Digitaler Euro Handelsverband warnt vor zu hohen Gebühren beim digitalen Euro

Vor einer wichtigen Abstimmung im Europäischen Parlament fordert der Handelsverband Deutschland ein faires Kostenmodell für den digitalen Euro. Ein händlerfreundlicher Änderungsvorschlag wurde offenbar zugunsten der Banken verworfen. Dabei hatte sich der Verband früh für die staatliche Digitalwährung ausgesprochen – auch wegen der Unabhängigkeit von amerikanischen Zahlungsanbietern.

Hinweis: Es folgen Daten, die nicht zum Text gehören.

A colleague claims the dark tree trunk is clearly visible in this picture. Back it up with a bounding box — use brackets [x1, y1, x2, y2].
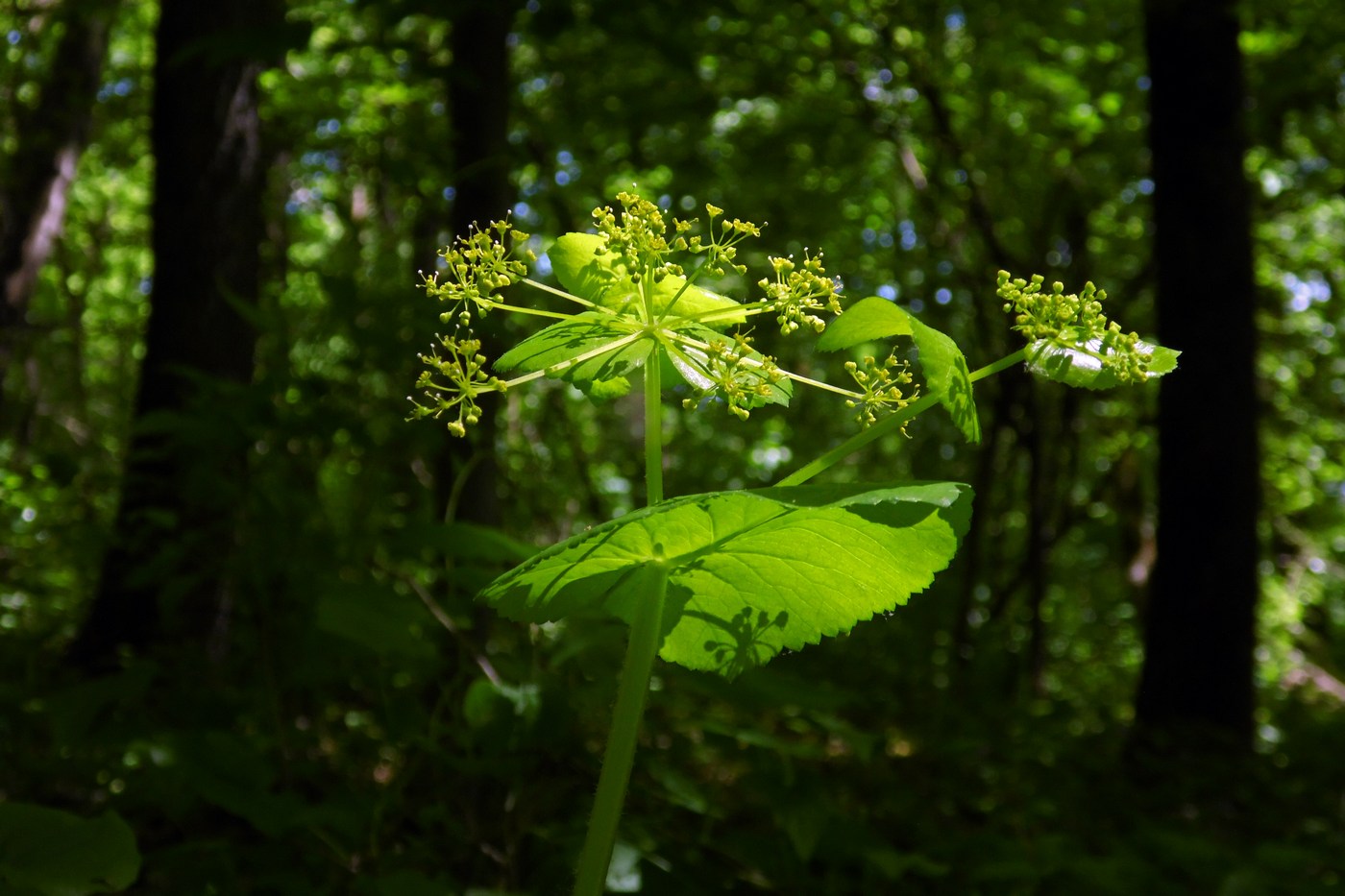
[438, 0, 517, 523]
[1137, 0, 1260, 749]
[0, 0, 118, 397]
[71, 0, 282, 667]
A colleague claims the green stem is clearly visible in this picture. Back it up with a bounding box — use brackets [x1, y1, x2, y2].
[776, 349, 1028, 486]
[575, 345, 669, 896]
[645, 342, 663, 504]
[575, 559, 669, 896]
[519, 278, 598, 308]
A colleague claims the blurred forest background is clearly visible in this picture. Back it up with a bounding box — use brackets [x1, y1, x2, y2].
[0, 0, 1345, 896]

Dienstag, 23. Juni 2026, 09:50 Uhr
Theresa Kalmer
Der Handel unterstützt den digitalen Euro grundsätzlich – fordert aber ein Gebührenmodell, das insbesondere kleine und mittelständische Händler nicht zusätzlich belastet. Bildquelle: Getty Images

Vor der Abstimmung des Wirtschafts- und Währungsausschusses im Europäischen Parlament über den digitalen Euro an diesem Dienstag fordert der Handelsverband Deutschland (HDE) ein faires Gebührenmodell für den Handel. Andernfalls drohe das neue Zahlungsmittel vor allem für kleinere Händler unattraktiv zu werden, warnte der Verband.

Der HDE zeigt sich besorgt über die aktuellen Vorschläge im Europäischen Parlament für eine sogenannte Kompensationslösung. HDE-Hauptgeschäftsführer Stefan Genth erklärte laut einer Mitteilung des Verbands: „Wenn der digitale Euro ein Erfolg werden soll, muss er auch für alle Handelsunternehmen attraktiv sein.“ Das derzeit diskutierte Modell würde in Zeiten steigender Kosten bei Energie und Beschäftigung zusätzlichen Druck auf die ohnehin geringen Margen im Handel erzeugen.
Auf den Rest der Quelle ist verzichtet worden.